The proceedings are inconsistent, at times prompting you to connect with the film and at others, leaving you detached. On the plus side, the film is raw and edgy but it is not as thrilling as it should have been. The bottom line: Begum Jaan fails to entertain you.
The film starts in present day New Delhi, where a young couple is being harassed by a bunch of boys in the middle of the night. While the girl is being chased by the boys, she is saved by an old woman. The film then rewinds to the era of Independence, when India’s Independence is announced and partition starts to unfold.
During this time, Begum Jaan (Vidya Balan) lives a carefree life with her girls in a large brothel, until the tumultuous time of partition hits. The boundary between India and Pakistan was announced and those who wanted to relocate had just four weeks to do so. Begum Jaan’s brothel falls slap-bang in the middle of the boundary line and she is sent a notice by the government, asking her to vacate.
A stubborn Begum Jaan refuses to leave and seeks help from the local King (Naseeruddin Shah) whose patronage over Begum Jaan is the reason for her daredevil nature. After she refuses to bend under pressure, Indian National Congress leader Hariprasad (Ashish Vidyarthi) and Muslim League leader, Illyas (Rajit Kapoor) find violent ways to threaten her. How the film unfolds further forms the crux of the story.
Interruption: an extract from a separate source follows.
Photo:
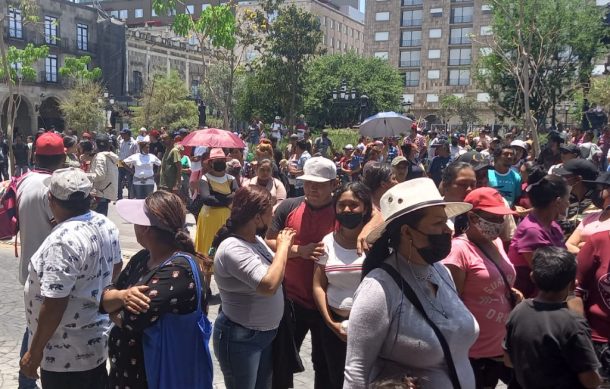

Director Srijit Mukherji tries to make every frame look as real as possible but poor writing is the biggest stumbling block. This is reflected in the complete lack of empathy that the characters evoke even as they endure trauma.
This is Mukherji’s biggest failing with this film although he has handled a few dramatic moments with aplomb. Some of these sequences worth mentioning are the scene where Surjeet (Pitobash) and Rubina (Gauahar Khan) show their love for each other; when Begum Jaan names Shabnam (Mishti Chakraborty); when Kabir (Chunky Pandey) starts to infiltrate Begum Jaan’s house; and when Begum Jaan sings for the King. Another moment that has been captured beautifully is the climax scene, where Begum Jaan and her girls are fighting Kabir and his men. However, you wonder why most of the characters shout throughout the film.
Editing by Monisha R Baldawa is up to the mark. Cinematography by Gopi Bhagat is another asset. Dialogue, while good in some places, lacks punch. With a runtime of 134 minutes, the film is well balanced pre- and post-interval. Costumes and locations support the story. Music and background score compliment the narrative.
Performance-wise, Vidya Balan is phenomenal as Begum Jaan but this is not one of her best performances, thanks to poor writing. Naseeruddin Shah plays his part with brilliance. Ila Arun plays her character in right earnest. Gauahar Khan impresses. Pallavi Sharda plays her part well. Rajit Kapoor does justice to his part. Ashish Vidyarthi is notable. Vivek Mushran impresses. Chunky Pandey is superb. Sumit Nijhawan is okay. Rajesh Sharma plays his part with conviction. Pitobash is good. Mishti Chakraborty captures the essence of her role. Others, from Poonam Singh Rajput to Ridheema Tiwari, Flora Saini and Priyanka Setia, support adequately.